Featured Case Study

Providing a 3D “virtual world” learning experience for professionals and educators in the field of climate science

The National Oceanic and Atmospheric Administration (NOAA)

Business Need
Among the many areas of responsibility for the U.S. Commerce Department’s NOAA is the dynamic field of climate science. NOAA’s deep expertise in climate science is highly respected throughout the world and its knowledge constantly sought by climatologists and others, a reflection of the worldwide concern over global climate change.

As part of its continuing responsibility to deliver climate science professional development to a widely distributed universe, NOAA strives to utilise some of the advanced learning technologies that have gained popularity within the training profession. In 2011, it decided to expand its education programme to include training from Internet-based 3D virtual world technologies such as Second Life, the globally accessible, massively multiplayer environment created by Linden Research, Inc.

This new direction would serve global learners by allowing them to collaborate and receive training in a highly immersive environment that could embrace multiplayer gaming – a popular vehicle within the learning community. Computer game-based learning is rapidly gaining recognition as an effective tool to stimulate learning and improve retention, while reducing training delivery expenses by eliminating travel and other classroom training costs.

NOAA decided to pilot the concept at a three-day Virtual Workshop on Climate Change to be conducted entirely in the Second Life virtual world. Priorities included piloting the virtual workshop on climate change for 25-30 stewards. NOAA wanted to determine the feasibility of the dynamic environment, and especially whether new users can learn how to exist in the virtual world well enough to also learn the climate change content.

It also wanted to determine what learning tools are effective within the virtual world, and how to best use them. Those tools included presentation screens, interactive exercises, white boards, text and audio chat, the sharing of learning objects, breakout rooms, simulations, and games.

How we helped?
To support the implementation of the training programme, RPS invited NOAA presenters and climate stewards to RPS’ Showcase Island in Second Life. There, it delivered introductory training on how to communicate and navigate within the 3D environment, and how to use an avatar. It separately trained the presenters on how to employ virtual media tools to train students in engaging and interactive ways that will maximise their immersive learning experience.

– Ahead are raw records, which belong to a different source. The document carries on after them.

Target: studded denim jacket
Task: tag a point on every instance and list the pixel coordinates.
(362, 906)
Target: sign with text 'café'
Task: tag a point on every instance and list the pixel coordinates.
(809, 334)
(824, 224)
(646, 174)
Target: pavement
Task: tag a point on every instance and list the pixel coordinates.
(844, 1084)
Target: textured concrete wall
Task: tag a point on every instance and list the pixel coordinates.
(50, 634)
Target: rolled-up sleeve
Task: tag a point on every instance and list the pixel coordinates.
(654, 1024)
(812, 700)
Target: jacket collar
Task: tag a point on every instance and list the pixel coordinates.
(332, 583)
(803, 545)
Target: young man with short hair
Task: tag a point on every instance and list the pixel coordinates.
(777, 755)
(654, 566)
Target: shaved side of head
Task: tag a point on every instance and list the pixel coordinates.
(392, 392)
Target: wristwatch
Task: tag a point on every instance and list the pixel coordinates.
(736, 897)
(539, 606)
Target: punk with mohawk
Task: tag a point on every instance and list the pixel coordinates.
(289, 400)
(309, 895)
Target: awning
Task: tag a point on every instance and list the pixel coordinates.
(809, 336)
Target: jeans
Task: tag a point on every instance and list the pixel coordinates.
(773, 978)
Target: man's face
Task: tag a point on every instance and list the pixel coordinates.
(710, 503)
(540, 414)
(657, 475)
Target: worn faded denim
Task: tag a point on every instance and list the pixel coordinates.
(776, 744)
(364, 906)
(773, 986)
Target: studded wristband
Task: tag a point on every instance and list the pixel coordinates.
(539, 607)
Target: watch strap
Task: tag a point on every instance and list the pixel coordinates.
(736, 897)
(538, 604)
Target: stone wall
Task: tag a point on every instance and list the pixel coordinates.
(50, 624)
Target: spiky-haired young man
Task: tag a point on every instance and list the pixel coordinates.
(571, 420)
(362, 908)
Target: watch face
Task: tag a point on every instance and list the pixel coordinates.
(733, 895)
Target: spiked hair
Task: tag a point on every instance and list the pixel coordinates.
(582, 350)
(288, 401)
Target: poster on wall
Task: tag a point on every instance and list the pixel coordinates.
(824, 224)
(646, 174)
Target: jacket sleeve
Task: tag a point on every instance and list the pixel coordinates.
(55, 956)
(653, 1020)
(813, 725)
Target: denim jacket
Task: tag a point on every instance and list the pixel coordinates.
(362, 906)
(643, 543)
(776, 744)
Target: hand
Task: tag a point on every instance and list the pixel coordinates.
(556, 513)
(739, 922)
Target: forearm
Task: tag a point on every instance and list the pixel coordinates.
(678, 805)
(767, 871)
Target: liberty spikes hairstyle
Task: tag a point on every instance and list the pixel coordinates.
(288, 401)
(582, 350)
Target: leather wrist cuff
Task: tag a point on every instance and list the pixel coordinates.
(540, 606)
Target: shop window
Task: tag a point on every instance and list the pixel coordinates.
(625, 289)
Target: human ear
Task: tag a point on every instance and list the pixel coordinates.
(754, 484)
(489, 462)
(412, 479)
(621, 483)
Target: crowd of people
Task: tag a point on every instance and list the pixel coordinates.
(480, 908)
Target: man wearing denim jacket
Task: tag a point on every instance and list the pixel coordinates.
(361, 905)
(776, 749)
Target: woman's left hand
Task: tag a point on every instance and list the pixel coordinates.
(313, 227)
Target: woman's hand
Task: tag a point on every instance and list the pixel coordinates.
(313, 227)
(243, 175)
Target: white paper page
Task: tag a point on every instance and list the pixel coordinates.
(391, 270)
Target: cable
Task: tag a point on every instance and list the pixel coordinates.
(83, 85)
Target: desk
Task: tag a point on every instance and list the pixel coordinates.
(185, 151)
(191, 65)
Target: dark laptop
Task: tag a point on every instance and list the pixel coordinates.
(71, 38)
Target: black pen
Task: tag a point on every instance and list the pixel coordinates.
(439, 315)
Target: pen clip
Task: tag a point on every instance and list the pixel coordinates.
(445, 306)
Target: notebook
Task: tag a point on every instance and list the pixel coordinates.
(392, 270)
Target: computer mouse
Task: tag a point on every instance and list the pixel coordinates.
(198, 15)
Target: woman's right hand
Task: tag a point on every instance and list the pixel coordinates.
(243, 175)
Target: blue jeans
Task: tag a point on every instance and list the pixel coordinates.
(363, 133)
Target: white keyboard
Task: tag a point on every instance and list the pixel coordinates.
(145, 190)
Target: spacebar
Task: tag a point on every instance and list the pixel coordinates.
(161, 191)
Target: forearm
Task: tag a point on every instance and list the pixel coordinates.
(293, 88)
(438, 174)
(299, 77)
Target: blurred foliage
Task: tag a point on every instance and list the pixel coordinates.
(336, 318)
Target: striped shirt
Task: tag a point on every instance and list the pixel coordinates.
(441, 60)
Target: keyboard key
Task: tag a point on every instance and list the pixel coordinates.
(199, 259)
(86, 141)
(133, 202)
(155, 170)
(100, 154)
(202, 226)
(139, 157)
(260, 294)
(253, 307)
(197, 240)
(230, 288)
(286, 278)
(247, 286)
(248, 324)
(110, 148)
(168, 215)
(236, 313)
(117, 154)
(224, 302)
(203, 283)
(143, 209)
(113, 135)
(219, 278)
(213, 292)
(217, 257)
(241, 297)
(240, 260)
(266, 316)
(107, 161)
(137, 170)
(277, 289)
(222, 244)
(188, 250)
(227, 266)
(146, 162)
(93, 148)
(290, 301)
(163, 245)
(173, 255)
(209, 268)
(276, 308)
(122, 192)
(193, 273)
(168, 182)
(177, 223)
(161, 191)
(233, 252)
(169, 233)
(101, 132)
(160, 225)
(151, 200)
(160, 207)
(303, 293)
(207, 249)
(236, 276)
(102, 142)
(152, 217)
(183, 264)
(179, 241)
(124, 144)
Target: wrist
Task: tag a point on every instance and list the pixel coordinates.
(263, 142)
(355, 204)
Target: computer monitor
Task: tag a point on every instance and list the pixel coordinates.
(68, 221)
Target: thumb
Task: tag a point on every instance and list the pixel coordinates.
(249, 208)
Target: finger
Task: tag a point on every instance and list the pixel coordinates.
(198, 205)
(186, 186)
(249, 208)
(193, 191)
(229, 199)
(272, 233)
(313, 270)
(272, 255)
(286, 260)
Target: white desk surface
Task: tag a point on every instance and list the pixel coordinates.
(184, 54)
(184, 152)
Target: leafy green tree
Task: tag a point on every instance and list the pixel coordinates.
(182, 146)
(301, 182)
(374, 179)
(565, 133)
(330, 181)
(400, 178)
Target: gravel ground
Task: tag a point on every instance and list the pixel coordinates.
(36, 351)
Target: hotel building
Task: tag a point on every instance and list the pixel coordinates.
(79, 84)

Later, in September 2011, RPS hosted the three-day NOAA 2011 Virtual Workshop on Climate Change. The event included seven sessions with guest speakers and learning content, participation in text chats and avatar interaction, and other learning events.

During the virtual workshop, the climate stewards (K-12 science teachers and university professors) and NOAA’s climate change experts worked together in breakout rooms, using their avatars for polling and voting, and interacting with the tools and simulations.

At the three-day workshop, the highlight was a tour of NOAA’s Second Life island, where attendees enjoyed a presentation on gaming in virtual worlds, virtual tours of a melting glacier, a Tsunami beach, a plane ride into the eye of a hurricane, and a climate change treasure hunt.

Attendees and presenters at all events offered overwhelmingly positive feedback. Participants at the pre-conference events said they especially enjoyed opportunities to collaborate using text IMs during the presentations in the stadium, working together in breakout rooms, using their avatars for polling and voting, and interacting with the tools and simulations.

In the end, NOAA found this virtual training experience to be highly effective and their goals were met.